Diversification Opportunities for IShares Canadian and CI WisdomTree
0.8 | Correlation Coefficient |
Very poor diversification
The 3 months correlation between IShares and DGRC is 0.8. Overlapping area represents the amount of risk that can be diversified away by holding iShares Canadian Select and CI WisdomTree Canada in the same portfolio, assuming nothing else is changed. The correlation between historical prices or returns on CI WisdomTree Canada and IShares Canadian is a relative statistical measure of the degree to which these equity instruments tend to move together. The correlation coefficient measures the extent to which returns on iShares Canadian Select are associated (or correlated) with CI WisdomTree. Values of the correlation coefficient range from -1 to +1, where. The correlation of zero (0) is possible when the price movement of CI WisdomTree Canada has no effect on the direction of IShares Canadian i.e., IShares Canadian and CI WisdomTree go up and down completely randomly.
Pair Corralation between IShares Canadian and CI WisdomTree
Assuming the 90 days trading horizon iShares Canadian Select is expected to generate 0.51 times more return on investment than CI WisdomTree. However, iShares Canadian Select is 1.96 times less risky than CI WisdomTree. It trades about 0.26 of its potential returns per unit of risk. CI WisdomTree Canada is currently generating about -0.02 per unit of risk. If you would invest 3,182 in iShares Canadian Select on September 16, 2024 and sell it today you would earn a total of 53.00 from holding iShares Canadian Select or generate 1.67% return on investment over 90 days.

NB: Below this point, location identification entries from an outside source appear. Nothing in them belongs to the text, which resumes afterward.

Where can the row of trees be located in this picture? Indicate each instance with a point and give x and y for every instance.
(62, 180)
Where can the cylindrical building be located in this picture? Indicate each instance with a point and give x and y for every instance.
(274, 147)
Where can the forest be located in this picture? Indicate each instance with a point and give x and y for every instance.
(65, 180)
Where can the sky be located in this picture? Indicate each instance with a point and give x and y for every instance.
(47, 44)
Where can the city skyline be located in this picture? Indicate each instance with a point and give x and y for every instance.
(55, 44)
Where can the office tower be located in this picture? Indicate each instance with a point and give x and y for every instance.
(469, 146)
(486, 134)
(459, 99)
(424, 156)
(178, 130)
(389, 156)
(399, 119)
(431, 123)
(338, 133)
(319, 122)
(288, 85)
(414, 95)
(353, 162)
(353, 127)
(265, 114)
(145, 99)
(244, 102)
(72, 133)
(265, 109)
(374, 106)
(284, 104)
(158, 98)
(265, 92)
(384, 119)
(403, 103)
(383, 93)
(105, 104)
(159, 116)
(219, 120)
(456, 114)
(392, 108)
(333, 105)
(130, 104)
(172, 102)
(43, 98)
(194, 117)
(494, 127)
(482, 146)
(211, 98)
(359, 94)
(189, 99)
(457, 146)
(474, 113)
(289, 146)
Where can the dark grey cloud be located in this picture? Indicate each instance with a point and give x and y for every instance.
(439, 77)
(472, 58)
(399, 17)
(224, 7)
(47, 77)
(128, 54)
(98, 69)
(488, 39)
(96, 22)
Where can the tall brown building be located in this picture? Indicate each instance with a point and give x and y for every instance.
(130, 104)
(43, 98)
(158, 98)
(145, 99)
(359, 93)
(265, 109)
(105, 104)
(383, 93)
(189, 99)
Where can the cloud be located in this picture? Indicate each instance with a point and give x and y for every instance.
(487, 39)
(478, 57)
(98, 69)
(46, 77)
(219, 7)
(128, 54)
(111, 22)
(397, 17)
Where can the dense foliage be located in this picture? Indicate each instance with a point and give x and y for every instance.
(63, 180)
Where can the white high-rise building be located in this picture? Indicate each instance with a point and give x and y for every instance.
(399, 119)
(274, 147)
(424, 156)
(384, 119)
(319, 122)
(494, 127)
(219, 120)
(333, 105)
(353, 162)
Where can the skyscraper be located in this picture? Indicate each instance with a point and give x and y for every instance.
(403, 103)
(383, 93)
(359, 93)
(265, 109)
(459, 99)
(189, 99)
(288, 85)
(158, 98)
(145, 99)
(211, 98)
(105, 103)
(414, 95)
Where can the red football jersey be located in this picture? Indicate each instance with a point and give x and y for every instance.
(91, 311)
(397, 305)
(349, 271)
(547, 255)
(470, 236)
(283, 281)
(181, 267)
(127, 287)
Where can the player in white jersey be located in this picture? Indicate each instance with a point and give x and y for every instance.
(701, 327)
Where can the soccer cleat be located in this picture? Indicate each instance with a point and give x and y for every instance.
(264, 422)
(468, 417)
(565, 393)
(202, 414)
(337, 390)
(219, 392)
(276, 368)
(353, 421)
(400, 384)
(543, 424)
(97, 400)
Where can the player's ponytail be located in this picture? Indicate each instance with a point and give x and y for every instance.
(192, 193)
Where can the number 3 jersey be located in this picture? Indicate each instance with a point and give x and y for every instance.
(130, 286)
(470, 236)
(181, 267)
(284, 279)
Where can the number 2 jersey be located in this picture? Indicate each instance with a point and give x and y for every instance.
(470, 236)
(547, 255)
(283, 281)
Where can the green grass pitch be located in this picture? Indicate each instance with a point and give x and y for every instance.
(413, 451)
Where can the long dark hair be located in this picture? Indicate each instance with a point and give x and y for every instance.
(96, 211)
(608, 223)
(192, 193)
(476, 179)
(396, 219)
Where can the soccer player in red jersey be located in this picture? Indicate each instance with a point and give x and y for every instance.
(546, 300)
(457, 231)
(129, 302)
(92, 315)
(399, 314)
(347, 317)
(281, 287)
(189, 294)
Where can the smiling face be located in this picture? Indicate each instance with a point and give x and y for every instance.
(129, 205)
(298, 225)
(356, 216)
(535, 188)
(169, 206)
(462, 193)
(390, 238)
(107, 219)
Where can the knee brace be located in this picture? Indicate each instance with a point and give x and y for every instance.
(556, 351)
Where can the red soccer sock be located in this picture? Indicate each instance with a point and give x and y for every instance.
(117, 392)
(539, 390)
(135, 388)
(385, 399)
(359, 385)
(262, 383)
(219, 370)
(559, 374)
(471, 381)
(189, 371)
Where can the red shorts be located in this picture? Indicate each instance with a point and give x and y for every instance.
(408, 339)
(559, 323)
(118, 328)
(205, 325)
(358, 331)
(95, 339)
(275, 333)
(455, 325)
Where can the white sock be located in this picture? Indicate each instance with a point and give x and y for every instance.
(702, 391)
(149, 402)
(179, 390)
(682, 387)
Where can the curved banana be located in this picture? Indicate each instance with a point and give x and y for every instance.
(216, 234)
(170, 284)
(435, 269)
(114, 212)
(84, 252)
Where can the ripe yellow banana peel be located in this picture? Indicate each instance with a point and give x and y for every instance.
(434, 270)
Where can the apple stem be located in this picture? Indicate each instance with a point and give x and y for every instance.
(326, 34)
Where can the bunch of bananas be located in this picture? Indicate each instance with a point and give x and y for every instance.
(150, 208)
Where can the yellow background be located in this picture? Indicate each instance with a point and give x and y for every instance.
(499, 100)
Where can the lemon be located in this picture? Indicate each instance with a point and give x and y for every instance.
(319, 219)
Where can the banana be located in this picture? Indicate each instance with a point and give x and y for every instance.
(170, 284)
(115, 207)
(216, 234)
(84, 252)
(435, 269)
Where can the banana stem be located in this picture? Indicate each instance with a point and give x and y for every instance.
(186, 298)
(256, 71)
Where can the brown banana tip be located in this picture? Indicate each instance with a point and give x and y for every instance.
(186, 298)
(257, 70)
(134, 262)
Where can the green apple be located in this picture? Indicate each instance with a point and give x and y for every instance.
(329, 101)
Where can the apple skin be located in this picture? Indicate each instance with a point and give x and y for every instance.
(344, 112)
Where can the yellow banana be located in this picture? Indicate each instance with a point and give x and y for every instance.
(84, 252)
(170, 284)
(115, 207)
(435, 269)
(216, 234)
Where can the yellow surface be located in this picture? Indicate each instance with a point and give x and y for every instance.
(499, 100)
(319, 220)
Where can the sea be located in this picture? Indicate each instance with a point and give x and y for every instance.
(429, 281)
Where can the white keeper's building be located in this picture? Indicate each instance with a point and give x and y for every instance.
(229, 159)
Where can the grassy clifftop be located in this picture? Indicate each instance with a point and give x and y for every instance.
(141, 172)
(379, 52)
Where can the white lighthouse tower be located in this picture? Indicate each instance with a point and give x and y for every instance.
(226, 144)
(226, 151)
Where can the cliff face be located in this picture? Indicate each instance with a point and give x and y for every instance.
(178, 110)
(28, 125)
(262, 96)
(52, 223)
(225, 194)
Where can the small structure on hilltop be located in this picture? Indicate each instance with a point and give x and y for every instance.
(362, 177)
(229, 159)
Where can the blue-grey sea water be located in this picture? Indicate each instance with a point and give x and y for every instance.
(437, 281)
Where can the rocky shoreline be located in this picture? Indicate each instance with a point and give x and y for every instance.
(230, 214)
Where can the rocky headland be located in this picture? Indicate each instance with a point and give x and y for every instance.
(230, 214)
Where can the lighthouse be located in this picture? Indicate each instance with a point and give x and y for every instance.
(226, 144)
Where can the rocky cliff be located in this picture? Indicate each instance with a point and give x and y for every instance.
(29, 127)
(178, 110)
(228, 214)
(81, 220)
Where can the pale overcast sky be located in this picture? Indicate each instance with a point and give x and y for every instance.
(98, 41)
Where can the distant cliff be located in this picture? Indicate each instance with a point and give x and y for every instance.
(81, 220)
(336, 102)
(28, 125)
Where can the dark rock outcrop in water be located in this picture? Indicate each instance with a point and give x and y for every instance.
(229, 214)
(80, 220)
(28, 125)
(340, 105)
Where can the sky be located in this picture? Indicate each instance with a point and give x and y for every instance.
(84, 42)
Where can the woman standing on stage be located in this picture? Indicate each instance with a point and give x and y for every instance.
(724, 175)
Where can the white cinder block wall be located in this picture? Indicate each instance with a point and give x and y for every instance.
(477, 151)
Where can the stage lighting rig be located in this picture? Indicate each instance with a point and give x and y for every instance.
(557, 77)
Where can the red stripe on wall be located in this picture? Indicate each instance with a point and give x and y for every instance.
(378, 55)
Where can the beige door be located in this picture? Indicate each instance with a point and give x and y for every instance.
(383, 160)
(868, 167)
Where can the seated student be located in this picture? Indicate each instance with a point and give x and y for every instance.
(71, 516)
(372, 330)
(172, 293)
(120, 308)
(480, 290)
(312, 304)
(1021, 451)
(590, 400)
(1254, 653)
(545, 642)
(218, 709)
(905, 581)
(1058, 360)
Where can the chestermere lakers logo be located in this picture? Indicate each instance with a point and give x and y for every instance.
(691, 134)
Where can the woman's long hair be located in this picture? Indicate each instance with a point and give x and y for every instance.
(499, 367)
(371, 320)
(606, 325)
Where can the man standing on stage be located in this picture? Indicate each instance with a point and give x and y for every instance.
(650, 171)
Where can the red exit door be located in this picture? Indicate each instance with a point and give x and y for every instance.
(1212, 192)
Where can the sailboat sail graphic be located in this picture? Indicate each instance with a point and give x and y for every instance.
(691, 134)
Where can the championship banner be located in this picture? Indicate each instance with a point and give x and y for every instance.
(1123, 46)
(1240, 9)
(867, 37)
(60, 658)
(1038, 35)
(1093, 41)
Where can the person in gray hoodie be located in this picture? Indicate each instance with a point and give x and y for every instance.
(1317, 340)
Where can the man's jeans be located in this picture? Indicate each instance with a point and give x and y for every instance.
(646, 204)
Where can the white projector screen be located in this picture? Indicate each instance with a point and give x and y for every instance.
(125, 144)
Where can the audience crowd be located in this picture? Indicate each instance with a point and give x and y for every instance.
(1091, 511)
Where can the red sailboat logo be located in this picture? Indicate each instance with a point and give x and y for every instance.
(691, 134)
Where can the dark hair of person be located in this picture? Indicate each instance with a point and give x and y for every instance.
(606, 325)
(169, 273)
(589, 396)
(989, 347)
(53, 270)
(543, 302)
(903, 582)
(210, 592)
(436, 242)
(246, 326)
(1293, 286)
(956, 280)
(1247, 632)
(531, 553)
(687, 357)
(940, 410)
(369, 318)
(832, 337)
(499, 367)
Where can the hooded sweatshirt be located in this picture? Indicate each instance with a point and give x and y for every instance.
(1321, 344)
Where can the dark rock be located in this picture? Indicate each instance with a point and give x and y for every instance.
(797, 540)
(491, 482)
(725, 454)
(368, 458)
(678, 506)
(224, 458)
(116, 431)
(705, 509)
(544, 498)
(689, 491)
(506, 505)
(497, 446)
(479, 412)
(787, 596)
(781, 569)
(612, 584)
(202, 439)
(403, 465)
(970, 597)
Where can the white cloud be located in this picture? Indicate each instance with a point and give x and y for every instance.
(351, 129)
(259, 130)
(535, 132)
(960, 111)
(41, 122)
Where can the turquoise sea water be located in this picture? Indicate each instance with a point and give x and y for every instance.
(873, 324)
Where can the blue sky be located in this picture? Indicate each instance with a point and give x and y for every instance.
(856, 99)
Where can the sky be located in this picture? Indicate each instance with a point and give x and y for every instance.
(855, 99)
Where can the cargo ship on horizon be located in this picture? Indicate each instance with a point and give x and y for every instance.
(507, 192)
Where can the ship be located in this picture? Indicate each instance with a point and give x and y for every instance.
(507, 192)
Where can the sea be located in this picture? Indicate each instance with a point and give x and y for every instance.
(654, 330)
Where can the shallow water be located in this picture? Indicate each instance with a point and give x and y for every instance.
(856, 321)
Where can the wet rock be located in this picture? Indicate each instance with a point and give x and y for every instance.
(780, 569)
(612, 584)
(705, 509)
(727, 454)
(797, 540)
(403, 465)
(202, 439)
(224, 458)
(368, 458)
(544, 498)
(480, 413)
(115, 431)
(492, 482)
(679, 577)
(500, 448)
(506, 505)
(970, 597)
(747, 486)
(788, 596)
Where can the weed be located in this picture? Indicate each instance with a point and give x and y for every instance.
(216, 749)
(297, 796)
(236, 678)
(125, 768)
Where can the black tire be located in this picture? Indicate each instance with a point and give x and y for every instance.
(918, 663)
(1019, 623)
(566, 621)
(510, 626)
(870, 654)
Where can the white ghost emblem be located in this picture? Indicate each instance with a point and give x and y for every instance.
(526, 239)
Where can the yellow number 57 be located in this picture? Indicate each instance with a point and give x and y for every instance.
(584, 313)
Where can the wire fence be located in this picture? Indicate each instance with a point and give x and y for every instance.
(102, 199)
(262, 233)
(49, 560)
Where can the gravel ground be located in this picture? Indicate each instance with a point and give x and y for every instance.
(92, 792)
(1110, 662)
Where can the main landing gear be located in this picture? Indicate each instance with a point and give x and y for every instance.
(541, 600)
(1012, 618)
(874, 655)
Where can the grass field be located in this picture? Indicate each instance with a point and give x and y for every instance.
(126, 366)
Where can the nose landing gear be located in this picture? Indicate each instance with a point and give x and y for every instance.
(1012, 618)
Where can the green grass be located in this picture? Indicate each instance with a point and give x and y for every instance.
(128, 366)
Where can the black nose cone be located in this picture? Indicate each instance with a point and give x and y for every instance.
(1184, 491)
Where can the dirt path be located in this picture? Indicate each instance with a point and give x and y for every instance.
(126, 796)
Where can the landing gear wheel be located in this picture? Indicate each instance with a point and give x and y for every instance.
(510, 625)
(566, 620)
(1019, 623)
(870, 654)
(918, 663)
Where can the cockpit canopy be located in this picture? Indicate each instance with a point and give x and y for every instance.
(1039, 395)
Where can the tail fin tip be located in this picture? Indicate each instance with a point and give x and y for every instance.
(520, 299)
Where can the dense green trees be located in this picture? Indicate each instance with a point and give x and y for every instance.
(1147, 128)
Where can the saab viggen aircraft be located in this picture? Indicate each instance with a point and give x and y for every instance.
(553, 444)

Time Period | 3 Months [change] |
Direction | Moves Together |
Strength | Strong |
Accuracy | 100.0% |
Values | Daily Returns |
iShares Canadian Select vs. CI WisdomTree Canada
Performance |
Timeline |
iShares Canadian Select |
CI WisdomTree Canada |
IShares Canadian and CI WisdomTree Volatility Contrast
Predicted Return Density |
Returns |
Pair Trading with IShares Canadian and CI WisdomTree
The main advantage of trading using opposite IShares Canadian and CI WisdomTree positions is that it hedges away some unsystematic risk. Because of two separate transactions, even if IShares Canadian position performs unexpectedly, CI WisdomTree can make up some of the losses. Pair trading also minimizes risk from directional movements in the market. For example, if an entire industry or sector drops because of unexpected headlines, the short position in CI WisdomTree will offset losses from the drop in CI WisdomTree's long position.IShares Canadian vs. iShares SPTSX Canadian | IShares Canadian vs. iShares Diversified Monthly | IShares Canadian vs. iShares SPTSX Capped | IShares Canadian vs. iShares SPTSX Capped |
CI WisdomTree vs. iShares Core MSCI | CI WisdomTree vs. SPDR Portfolio Emerging | CI WisdomTree vs. SPDR Portfolio SP | CI WisdomTree vs. iShares Canadian Short |
Check out your portfolio center.Note that this page's information should be used as a complementary analysis to find the right mix of equity instruments to add to your existing portfolios or create a brand new portfolio. You can also try the Odds Of Bankruptcy module to get analysis of equity chance of financial distress in the next 2 years.